The DoppelPaymer gang revealed in their blog post that they had access to as many as 2,583 servers and workstations belonging to Digital Management Inc. Files accessed, encrypted, and exfiltrated by the hacker group ranged from HR documents to project plans and also contained detailed employee records.
Following on the footsteps of several other hacker groups, the DoppelPaymer gang launched a website in February where the group publishes the names of companies whose networks have been targeted and whose files are in their possession. The website serves as a handy blackmailing tool to force companies to pay a ransom to avoid public embarrassment or loss of intellectual property and other sensitive data.
Earlier this year, the hacker group had also targeted Visser Precision, a contractor of customised parts for a number of industries including automotive and aeronautics. Visser manufactures precision parts for major industry players and these include CNC Machining, Injection Molds & Tooling, Metal Additive Manufacturing & 3D Plastic Printing.
After encrypting Visser's servers, the DoppelPaymer gang told the company to pay an unknown amount in ransom by the end of March. When the company failed to pay the ransom by the deadline, the criminals uploaded a part of the documents to a website that was publicly accessible.
According to the Register, documents stolen by the ransomware gang included details of military equipment designed by Lockheed-Martin such as specifications for an antenna in an anti-mortar defense system. Other documents included billing and payment forms, data analysis reports, supplier information, and legal paperwork. Apart from these, some documents pertaining to SpaceX's manufacturing partner programme were also leaked online.

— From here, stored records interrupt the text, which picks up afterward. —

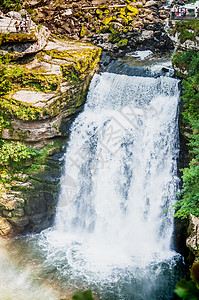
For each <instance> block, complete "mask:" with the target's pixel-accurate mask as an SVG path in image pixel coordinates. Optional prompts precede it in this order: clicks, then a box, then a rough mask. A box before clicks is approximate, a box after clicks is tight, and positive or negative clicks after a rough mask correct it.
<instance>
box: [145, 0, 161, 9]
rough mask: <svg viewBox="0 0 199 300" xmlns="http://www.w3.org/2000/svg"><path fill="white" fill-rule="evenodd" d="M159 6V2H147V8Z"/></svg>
mask: <svg viewBox="0 0 199 300" xmlns="http://www.w3.org/2000/svg"><path fill="white" fill-rule="evenodd" d="M151 6H158V3H157V1H153V0H152V1H147V2H146V4H145V7H151Z"/></svg>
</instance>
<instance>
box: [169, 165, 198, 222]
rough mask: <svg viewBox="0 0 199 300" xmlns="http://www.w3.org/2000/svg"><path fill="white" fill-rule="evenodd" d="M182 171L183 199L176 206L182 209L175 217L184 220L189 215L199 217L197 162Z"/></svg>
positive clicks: (180, 209) (181, 191) (180, 199)
mask: <svg viewBox="0 0 199 300" xmlns="http://www.w3.org/2000/svg"><path fill="white" fill-rule="evenodd" d="M182 171H183V175H182V180H183V186H182V190H181V195H182V197H181V199H180V200H178V201H177V202H176V204H175V206H174V207H175V208H178V207H180V209H179V210H177V212H176V214H175V216H176V217H179V218H182V219H184V218H187V217H188V216H189V214H193V215H195V216H196V217H199V201H198V199H199V166H198V165H196V161H195V160H192V161H191V163H190V166H189V168H184V169H183V170H182Z"/></svg>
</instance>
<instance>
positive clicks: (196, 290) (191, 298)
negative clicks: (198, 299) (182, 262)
mask: <svg viewBox="0 0 199 300" xmlns="http://www.w3.org/2000/svg"><path fill="white" fill-rule="evenodd" d="M174 292H175V293H176V294H177V295H178V297H180V298H182V299H183V300H198V299H199V290H198V288H197V284H196V282H195V281H193V280H190V281H187V280H186V279H185V278H182V279H181V280H180V281H179V282H178V284H177V286H176V288H175V290H174Z"/></svg>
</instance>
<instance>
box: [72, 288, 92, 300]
mask: <svg viewBox="0 0 199 300" xmlns="http://www.w3.org/2000/svg"><path fill="white" fill-rule="evenodd" d="M72 300H94V298H93V296H92V292H91V290H87V291H85V292H82V291H77V292H75V293H74V295H73V297H72Z"/></svg>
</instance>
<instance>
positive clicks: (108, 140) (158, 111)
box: [40, 72, 179, 300]
mask: <svg viewBox="0 0 199 300" xmlns="http://www.w3.org/2000/svg"><path fill="white" fill-rule="evenodd" d="M178 98H179V90H178V80H176V79H173V78H170V77H166V76H160V77H157V78H153V77H136V76H127V75H120V74H113V73H108V72H104V73H101V74H96V75H95V76H94V78H93V80H92V82H91V85H90V90H89V93H88V97H87V103H86V105H85V108H84V111H83V112H82V113H81V114H80V115H79V116H78V117H77V118H76V120H75V121H74V123H73V125H72V128H71V136H70V141H69V142H68V147H67V151H66V154H65V169H64V174H63V177H62V183H61V186H62V189H61V192H60V199H59V203H58V206H57V212H56V218H55V226H54V227H53V228H52V229H50V230H48V231H45V232H44V233H43V234H42V238H41V241H40V244H41V245H42V246H43V248H44V249H46V252H47V253H48V259H49V261H50V262H51V263H53V264H54V265H56V267H57V268H58V269H60V270H61V273H62V275H63V273H64V274H67V276H68V277H67V278H68V280H72V279H71V278H73V279H74V278H76V279H78V280H80V277H81V280H82V282H84V283H85V284H82V285H83V286H84V285H85V286H87V287H90V286H91V287H95V286H96V285H97V284H98V283H99V282H104V285H103V286H102V290H103V289H105V286H106V284H108V282H109V287H110V286H112V285H114V283H116V282H117V283H118V282H120V285H119V287H118V288H117V292H116V294H117V296H116V295H115V294H114V295H112V296H110V295H109V296H107V295H106V296H105V295H104V296H103V297H102V298H101V299H128V300H129V299H136V300H138V299H150V300H151V299H155V300H157V299H170V298H169V297H170V295H171V290H170V291H169V293H170V294H169V296H168V297H167V296H164V297H165V298H164V297H162V298H161V296H160V298H159V296H157V295H159V291H158V285H161V287H160V289H162V290H164V289H168V286H169V283H168V284H167V283H166V286H165V282H161V280H162V279H161V280H158V278H159V277H158V276H160V277H161V276H163V275H162V274H163V273H165V274H166V272H167V273H169V272H170V271H169V270H170V269H171V268H175V262H174V261H176V259H177V258H176V257H178V256H179V255H178V254H177V253H176V252H175V251H174V250H172V232H173V212H172V205H173V204H174V203H175V199H176V192H177V190H178V183H179V179H178V177H177V163H176V160H177V157H178V151H179V149H178V125H177V123H178V119H177V110H178ZM46 241H47V242H46ZM49 245H50V246H49ZM58 257H59V258H58ZM165 265H167V267H165ZM171 266H172V267H171ZM165 268H166V269H167V271H165ZM162 272H163V273H162ZM122 274H123V275H122ZM143 274H144V275H143ZM169 274H170V273H169ZM164 276H165V277H166V275H164ZM169 276H170V277H169ZM144 277H145V279H144V281H143V278H144ZM69 278H70V279H69ZM122 278H123V279H122ZM124 278H125V279H124ZM124 281H125V282H128V284H129V285H128V288H126V289H127V290H128V293H127V294H128V295H127V296H124V294H122V293H123V292H122V288H123V286H124ZM167 281H168V282H169V281H172V280H171V275H168V278H167ZM97 282H98V283H97ZM121 282H122V283H121ZM143 282H144V283H143ZM147 282H148V283H147ZM160 282H161V284H160ZM130 283H131V284H130ZM132 286H134V288H132ZM143 286H144V287H143ZM98 287H99V285H98ZM139 288H140V291H139V293H138V292H136V291H137V289H139ZM172 288H173V286H172ZM172 288H171V289H172ZM151 289H153V291H152V292H151ZM151 293H152V294H151ZM164 295H167V294H166V292H165V291H164Z"/></svg>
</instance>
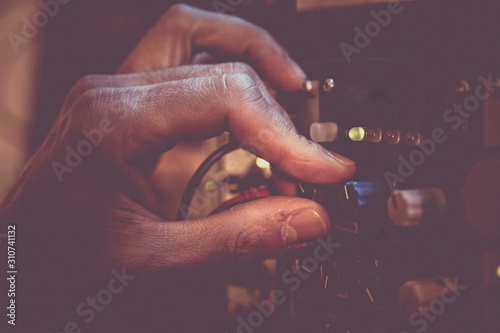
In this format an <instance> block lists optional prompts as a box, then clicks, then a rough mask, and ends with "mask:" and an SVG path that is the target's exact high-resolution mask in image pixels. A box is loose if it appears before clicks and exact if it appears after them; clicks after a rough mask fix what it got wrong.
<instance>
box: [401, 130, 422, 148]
mask: <svg viewBox="0 0 500 333" xmlns="http://www.w3.org/2000/svg"><path fill="white" fill-rule="evenodd" d="M423 138H424V137H423V136H422V134H420V132H408V133H406V134H405V142H406V144H407V145H410V146H418V145H419V144H420V143H421V142H422V140H423Z"/></svg>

According to Javvad Malik, Security Awareness Advocate at KnowBe4, “Ransomware such as DoppelPaymer is becoming more favoured by criminals because not only does it encrypt files like conventional ransomware, but also steals the files before doing so. That way, even if the organisation has backups in place, or can resume operations, the threat of leaking or selling commercially sensitive data and intellectual property will remain.
“Not only does this approach make attacks even more effective, but it also widens the potential targets that criminals can attack who will feel compelled to pay a ransom.

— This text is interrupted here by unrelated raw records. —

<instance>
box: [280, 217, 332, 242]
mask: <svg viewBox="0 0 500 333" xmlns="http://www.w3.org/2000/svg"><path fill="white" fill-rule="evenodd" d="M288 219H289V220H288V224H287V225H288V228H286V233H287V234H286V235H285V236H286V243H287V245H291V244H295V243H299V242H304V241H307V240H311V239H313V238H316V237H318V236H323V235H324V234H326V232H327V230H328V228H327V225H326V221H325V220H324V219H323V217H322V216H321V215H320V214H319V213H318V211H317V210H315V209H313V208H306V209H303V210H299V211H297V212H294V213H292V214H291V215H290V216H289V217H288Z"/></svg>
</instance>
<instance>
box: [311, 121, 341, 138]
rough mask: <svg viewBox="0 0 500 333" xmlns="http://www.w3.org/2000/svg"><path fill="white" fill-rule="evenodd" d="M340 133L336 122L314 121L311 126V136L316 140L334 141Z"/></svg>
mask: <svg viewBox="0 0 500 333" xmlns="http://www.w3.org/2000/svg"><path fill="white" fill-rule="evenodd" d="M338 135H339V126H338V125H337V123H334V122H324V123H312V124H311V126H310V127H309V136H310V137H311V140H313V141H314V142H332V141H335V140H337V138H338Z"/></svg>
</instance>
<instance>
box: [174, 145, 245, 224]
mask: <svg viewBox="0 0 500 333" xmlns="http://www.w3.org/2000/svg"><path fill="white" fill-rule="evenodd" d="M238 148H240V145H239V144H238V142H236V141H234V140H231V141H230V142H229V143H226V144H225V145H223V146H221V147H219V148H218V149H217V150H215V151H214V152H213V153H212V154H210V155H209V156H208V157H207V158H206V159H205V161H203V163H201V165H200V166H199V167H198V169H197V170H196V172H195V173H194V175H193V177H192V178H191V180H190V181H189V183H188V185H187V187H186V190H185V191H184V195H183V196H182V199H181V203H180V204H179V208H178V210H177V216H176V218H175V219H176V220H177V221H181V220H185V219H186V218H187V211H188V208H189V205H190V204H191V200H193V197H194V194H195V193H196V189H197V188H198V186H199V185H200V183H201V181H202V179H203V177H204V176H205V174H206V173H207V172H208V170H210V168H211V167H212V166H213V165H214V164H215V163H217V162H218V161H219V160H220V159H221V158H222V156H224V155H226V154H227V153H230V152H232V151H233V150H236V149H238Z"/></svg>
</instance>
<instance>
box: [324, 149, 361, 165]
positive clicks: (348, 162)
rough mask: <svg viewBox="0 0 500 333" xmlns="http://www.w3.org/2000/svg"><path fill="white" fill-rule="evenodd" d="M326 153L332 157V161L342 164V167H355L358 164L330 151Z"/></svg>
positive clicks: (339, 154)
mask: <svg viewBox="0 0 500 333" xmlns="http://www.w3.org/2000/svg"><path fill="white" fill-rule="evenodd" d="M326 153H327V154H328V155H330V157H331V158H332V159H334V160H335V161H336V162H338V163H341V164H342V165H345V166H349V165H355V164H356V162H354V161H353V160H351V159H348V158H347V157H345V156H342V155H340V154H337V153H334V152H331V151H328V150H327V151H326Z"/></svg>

“The best option for organisations is to try to ensure that the malware doesn't get into the system to begin with. While there is no one technique that will work in all scenarios, having a layered set of controls to make it difficult for criminals to be successful will help reduce the risk. This includes patching software, implementing multifactor authentication, and providing regular security awareness and training to employees," he added.